Categories

Versions

Extract Document (Text Processing)

Synopsis

This operator converts a value stored in an ExampleSet into a Document.

Description

The Extract Document operator creates a new Document, containing a specified data value from the input ExampleSet. It can be used on any value type but is typically used on attributes containing text values. The entry in the ExampleSet is referenced by specifying an attribute name and a row index.

Input

  • example set (Data table)

    This input port expects an ExampleSet.

Output

  • example set (Data table)

    The ExampleSet that was given as input is passed without changing to the output through this port. This is usually used to reuse the same ExampleSet in further operators or to view the ExampleSet in the Results Workspace.

  • output

    The extracted Document containing the specified data value from the ExampleSet is output of this port.

Parameters

  • attribute_nameThe name of the attribute from which the data value should be extracted. The attribute name must exist in the ExampleSet that was given as input. Range: string
  • example_indexThis parameter lets you specify the index in the ExampleSet from which the Document should be extracted. Numbering starts at 1. Range: integer

Tutorial Processes

Working with text values using the Extract Document operator

Let us assume that we have a text containing attributes as ExampleSet. With the help of the Extract Document operator, we can extract this text and work with it as a Document, using operators from the Text Processing Extension.
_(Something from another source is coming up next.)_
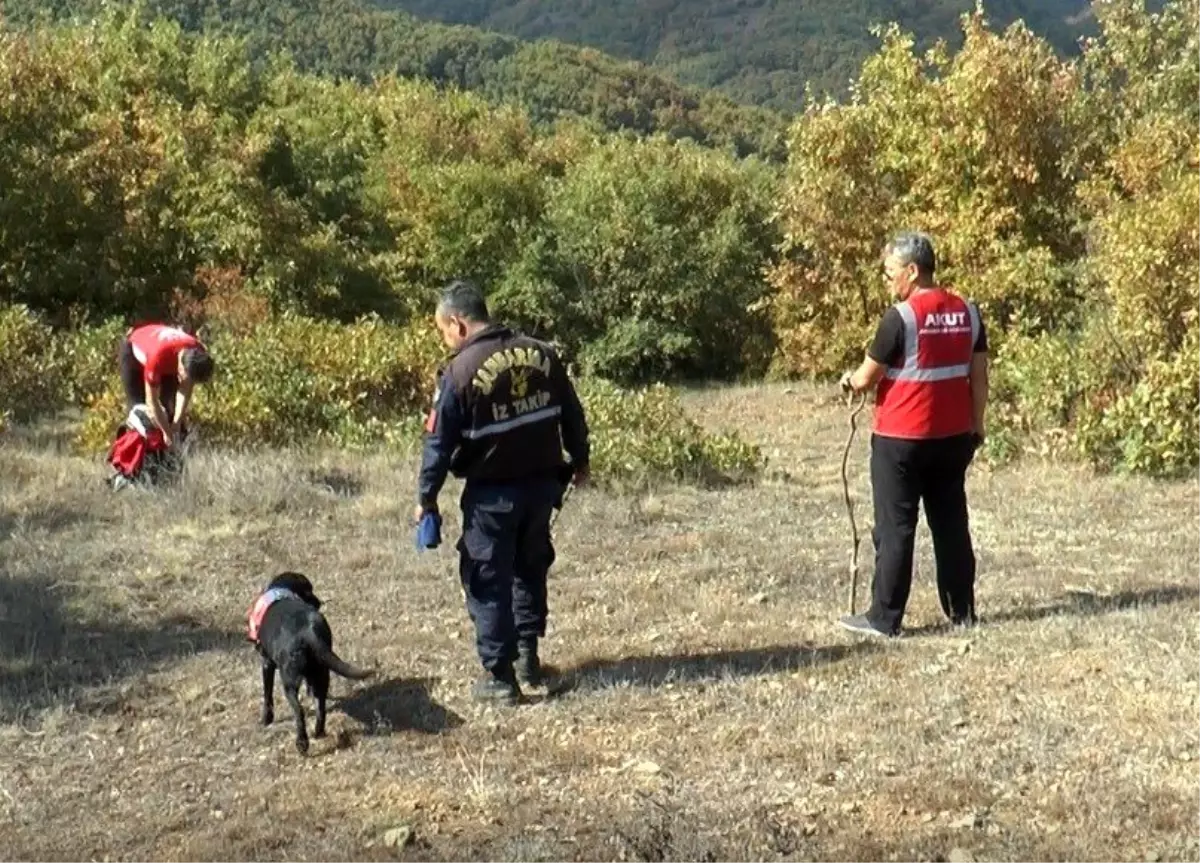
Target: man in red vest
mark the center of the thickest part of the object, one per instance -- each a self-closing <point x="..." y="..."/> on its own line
<point x="159" y="365"/>
<point x="929" y="360"/>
In our Example Process, we first generate an ExampleSet using the Generate Data by User Specification operator. This ExampleSet contains a single row of text. The data is then being transposed, so the text values can be found under a single attribute. For the sake of clarity, the attribute name is changed to 'Text' using the Rename operator. A breakpoint is inserted after the Rename operator so you can see the resulting ExampleSet.

Now the Extract Document operator is used to extract the content of the 'Text' attribute at the second row in our ExampleSet. As the resulting Document contains the desired information, we can now work with it e.g. using the Tokenize operator to divide the text into words.